After your treatment for SCAD, you'll need regular follow-up appointments with your doctor to monitor for any changes in your condition. Your doctor may also recommend other types of care to help you recover and to prevent other health problems. These may include:

  • Undergoing cardiac rehabilitation. Cardiac rehabilitation is a customized program of exercise and education designed to help you recover from a serious heart condition. Cardiac rehabilitation often includes monitored exercise, nutritional counseling, emotional support and education.
  • Reviewing your family medical history. Some inherited conditions, such as the connective tissue disease Marfan syndrome, have been found to occur in people who have had SCAD. Your doctor may refer you to a genetic counselor to review your family medical history and determine whether genetic testing may be appropriate for you.
  • Looking for weaknesses in other blood vessels. Your doctor may recommend using CT angiography to look for weaknesses and abnormalities in other blood vessels, such as FMD.

Coping and support

SCAD can be an unexpected and shocking diagnosis. The condition can cause serious and scary symptoms, and it often affects people who may have few risk factors for heart disease.

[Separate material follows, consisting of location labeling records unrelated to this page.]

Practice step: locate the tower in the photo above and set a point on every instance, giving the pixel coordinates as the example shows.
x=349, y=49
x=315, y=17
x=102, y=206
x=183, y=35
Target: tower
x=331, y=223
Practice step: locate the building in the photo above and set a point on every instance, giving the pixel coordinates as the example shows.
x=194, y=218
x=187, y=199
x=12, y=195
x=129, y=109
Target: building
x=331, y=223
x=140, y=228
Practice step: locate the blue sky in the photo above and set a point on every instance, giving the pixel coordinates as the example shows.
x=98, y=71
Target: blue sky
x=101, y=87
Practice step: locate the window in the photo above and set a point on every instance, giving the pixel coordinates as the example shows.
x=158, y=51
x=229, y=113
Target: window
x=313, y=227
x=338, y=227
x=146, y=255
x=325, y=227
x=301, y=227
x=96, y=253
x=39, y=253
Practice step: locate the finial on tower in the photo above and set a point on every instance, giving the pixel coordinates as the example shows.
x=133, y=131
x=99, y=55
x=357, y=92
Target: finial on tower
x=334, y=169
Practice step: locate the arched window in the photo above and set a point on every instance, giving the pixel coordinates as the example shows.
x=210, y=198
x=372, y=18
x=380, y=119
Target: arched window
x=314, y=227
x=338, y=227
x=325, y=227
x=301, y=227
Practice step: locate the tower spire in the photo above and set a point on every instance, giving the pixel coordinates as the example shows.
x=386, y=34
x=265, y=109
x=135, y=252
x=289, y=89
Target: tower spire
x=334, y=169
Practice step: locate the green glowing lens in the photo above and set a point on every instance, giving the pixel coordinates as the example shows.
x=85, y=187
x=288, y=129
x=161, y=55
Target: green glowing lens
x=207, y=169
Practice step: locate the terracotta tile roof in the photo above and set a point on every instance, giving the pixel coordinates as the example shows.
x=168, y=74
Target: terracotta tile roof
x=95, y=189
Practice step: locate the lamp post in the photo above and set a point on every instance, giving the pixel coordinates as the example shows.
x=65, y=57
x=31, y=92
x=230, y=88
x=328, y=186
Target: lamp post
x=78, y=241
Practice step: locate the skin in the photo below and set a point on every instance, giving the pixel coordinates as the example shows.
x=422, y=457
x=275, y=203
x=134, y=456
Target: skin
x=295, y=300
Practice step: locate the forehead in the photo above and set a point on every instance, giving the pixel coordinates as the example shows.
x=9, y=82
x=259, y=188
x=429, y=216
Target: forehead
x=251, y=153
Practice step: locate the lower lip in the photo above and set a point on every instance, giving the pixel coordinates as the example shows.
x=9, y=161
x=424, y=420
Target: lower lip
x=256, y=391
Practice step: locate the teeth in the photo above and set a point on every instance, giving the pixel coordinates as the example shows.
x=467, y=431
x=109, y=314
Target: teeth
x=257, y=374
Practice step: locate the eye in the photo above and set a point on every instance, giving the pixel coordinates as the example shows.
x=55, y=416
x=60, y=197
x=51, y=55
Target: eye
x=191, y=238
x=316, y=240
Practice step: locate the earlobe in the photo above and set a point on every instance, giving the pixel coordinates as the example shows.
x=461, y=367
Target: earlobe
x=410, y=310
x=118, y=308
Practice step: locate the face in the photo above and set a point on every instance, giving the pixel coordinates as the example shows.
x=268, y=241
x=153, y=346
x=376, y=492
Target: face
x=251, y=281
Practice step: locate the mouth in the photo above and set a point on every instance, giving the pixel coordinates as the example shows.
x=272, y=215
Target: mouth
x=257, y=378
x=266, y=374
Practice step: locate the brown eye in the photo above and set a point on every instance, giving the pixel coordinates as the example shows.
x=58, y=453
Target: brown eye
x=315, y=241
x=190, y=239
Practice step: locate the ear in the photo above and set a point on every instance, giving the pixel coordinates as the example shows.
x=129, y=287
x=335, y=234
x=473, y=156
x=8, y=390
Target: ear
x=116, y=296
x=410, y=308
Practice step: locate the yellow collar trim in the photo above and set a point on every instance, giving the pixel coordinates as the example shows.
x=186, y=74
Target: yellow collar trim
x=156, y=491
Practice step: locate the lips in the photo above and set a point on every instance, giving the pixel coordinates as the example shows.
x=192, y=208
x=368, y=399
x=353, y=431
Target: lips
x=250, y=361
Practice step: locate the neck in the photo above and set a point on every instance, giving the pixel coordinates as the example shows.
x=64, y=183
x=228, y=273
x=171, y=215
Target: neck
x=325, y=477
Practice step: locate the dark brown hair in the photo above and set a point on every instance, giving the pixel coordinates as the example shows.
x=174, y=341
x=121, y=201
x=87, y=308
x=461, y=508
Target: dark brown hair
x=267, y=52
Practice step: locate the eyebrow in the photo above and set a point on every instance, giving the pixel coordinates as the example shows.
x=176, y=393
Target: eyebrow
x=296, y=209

Each person finds his or her own way of coping with a diagnosis. In time you'll find what works for you. Until then, you might try to:

  • Learn more about your diagnosis. Learn enough about SCAD to feel comfortable talking with your doctor about your care. Ask about the specifics of your situation, such as the location and size of your artery tear and descriptions of the treatments you've received.

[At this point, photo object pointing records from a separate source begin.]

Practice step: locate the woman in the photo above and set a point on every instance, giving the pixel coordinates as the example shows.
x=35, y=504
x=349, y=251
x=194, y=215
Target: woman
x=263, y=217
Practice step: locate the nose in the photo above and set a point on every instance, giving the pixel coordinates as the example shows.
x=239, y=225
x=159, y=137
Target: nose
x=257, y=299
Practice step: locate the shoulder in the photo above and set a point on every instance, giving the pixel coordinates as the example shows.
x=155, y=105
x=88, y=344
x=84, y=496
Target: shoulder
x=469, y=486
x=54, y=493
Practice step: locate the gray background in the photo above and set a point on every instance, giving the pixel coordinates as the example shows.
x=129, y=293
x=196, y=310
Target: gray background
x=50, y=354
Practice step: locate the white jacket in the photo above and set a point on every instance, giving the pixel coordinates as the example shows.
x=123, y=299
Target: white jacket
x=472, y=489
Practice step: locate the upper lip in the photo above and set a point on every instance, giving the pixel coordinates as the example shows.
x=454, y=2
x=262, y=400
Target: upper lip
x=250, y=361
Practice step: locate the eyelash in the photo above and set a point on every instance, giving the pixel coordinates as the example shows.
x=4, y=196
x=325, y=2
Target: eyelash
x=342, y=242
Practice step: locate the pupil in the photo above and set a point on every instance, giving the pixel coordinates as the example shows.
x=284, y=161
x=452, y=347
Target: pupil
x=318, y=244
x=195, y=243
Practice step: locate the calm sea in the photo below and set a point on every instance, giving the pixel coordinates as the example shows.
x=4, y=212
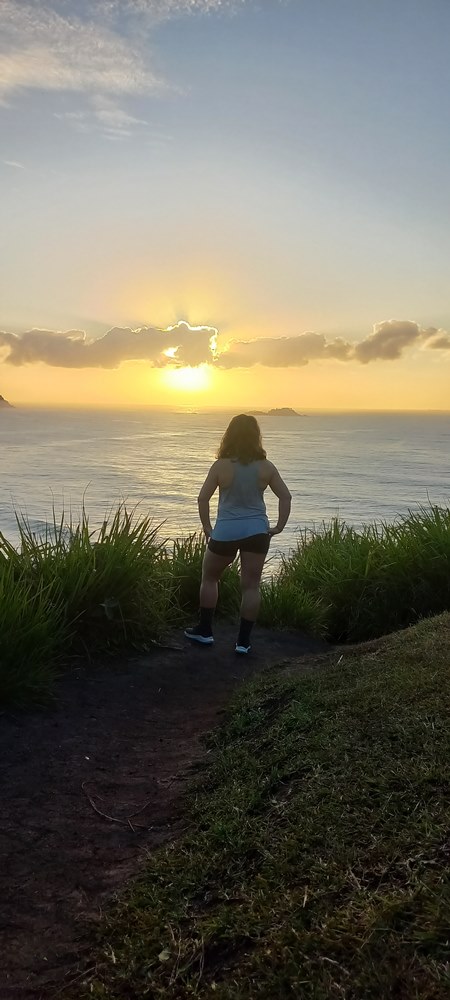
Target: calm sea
x=362, y=467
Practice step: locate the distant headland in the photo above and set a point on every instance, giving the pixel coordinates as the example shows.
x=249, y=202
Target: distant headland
x=282, y=411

    If you're a woman and you have had SCAD, your doctor may recommend you avoid pregnancy. Talk to your doctor about his or her recommendations.

    Ask your health care team about where you can find more information about SCAD.

  • Take care of yourself. Help your body recover by taking good care of yourself. For instance, get enough sleep so that you wake feeling rested, eat a healthy diet full of fruits and vegetables, and find healthy ways to cope with stress, such as listening to music or writing down your thoughts. If you feel anxious or depressed, talk to your doctor. Your doctor may recommend that you talk to a mental health professional (psychologist).

    If your doctor feels it's safe, try to do moderate physical activity, such as walking, for 30 to 40 minutes most days of the week.

  • Connect with others living with your diagnosis. SCAD is uncommon, but national organizations can connect you to others who share your diagnosis. Organizations such as the American Heart Association and WomenHeart: The National Coalition for Women with Heart Disease can provide telephone and online support.
  • Spend time with family and friends. Spending time with your family and friends and discussing your concerns can help you cope with your condition.

Preparing for your appointment

In most cases, SCAD is an emergency situation. If you experience chest pain or suspect you're having a heart attack, immediately call 911 or your local emergency number.

In the days after your initial diagnosis, you're likely to have many questions about your situation. Because meetings with doctors can be brief, and because there's often a lot to discuss, it's a good idea to prepare by writing down your questions. Order them from most important to least important, in case time runs out.

Some questions you may want to ask include:

  • What caused my SCAD?
  • What are other possible causes for my symptoms or condition?
  • What kinds of tests do I need?
  • What's the most appropriate treatment?
  • Will the tear in my artery heal on its own?
  • What are the alternatives to the primary approach that you're suggesting?
  • What is my risk of having another SCAD?
  • Do I have abnormalities of other blood vessels, such as FMD?
  • I have these other health conditions. How can I best manage them together?
  • Are there any restrictions that I need to follow?
  • If I would like more children, is it safe for me to be pregnant?
  • Should I see a specialist? What will that cost, and will my insurance cover it?
  • Are there brochures or other printed material that I can take with me? What websites do you recommend?

In addition to the questions that you've prepared to ask your doctor, don't hesitate to ask other questions that occur to you.